Lanjut ujar dia, warga sekitar lokasi sabung ayam mengaku sudah mulai geram dengan adanya aktivitas itu. Namun mereka merasa canggung karena lapak tersebut berada di lahan milik salah seorang tokoh masyarakat setempat berinisial HA.
“Panitia dibalik sambung ayam tersebut merupakan tokoh masyarakat di desa Padajaya,” terang Muhlis.
Kapolsek menyebutkan, menurut keterangan warga lapak sabung ayam tersebut sudah berjalan kurang lebih dua minggu dan sudah melakukan tujuh kali pertandingan.
“Biasanya jadwal pertandingan yang semula dilaksanakan pada hari Rabu, Jum’at dan Minggu diubah menjadi Selasa, Sabtu dan Minggu, waktunya mulai jam 13:00 WIB hingga selesai tergantung banyaknya peserta,” imbuh Muhlis.
Dalam kegiatan sabung ayam itu, dikenakan uang pasang per orang mulai Rp. 250.000, Rp. 550.000, hingga Rp. 750.000. Kemudian di potong 20 persen per orang atau per pertandingan untuk panitia penyelenggara.
“Kami menerima informasi yang menyebutkan bahwa yang datang ke lapak sabung ayam bukan dari pribumi atau lokalan saja, ada juga dari luar kecamatan, Surade, Ciracap, Sagaranten, Ciemas dan Kalibunder,” kata Kapolsek.
Kegiatan sabung ayam sering dianggap sebagai penyakit masyarakat karena berbagai dampak negatifnya seperti perjudian, kekerasan terhadap hewan dan masalah sosial lainnya.

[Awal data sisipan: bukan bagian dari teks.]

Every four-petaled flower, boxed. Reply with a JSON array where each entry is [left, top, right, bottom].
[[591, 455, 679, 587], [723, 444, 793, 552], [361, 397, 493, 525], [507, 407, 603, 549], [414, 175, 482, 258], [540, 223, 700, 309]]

Jika ini dibiarkan tidak menutup kemungkinan akan bertambah banyak yang mengikuti kegiatan sabung ayam di Kampung Citoke Desa Padajaya serta akan menjadi kontra dengan masyarakat khususnya para tokoh agama sekitar.
“Kami bersama forkopimcan bertindak tegas dan jika diabaikan tentu akan menurunkan citra aparat karena di anggap pembiaran,” pungkas Iptu Muhlis.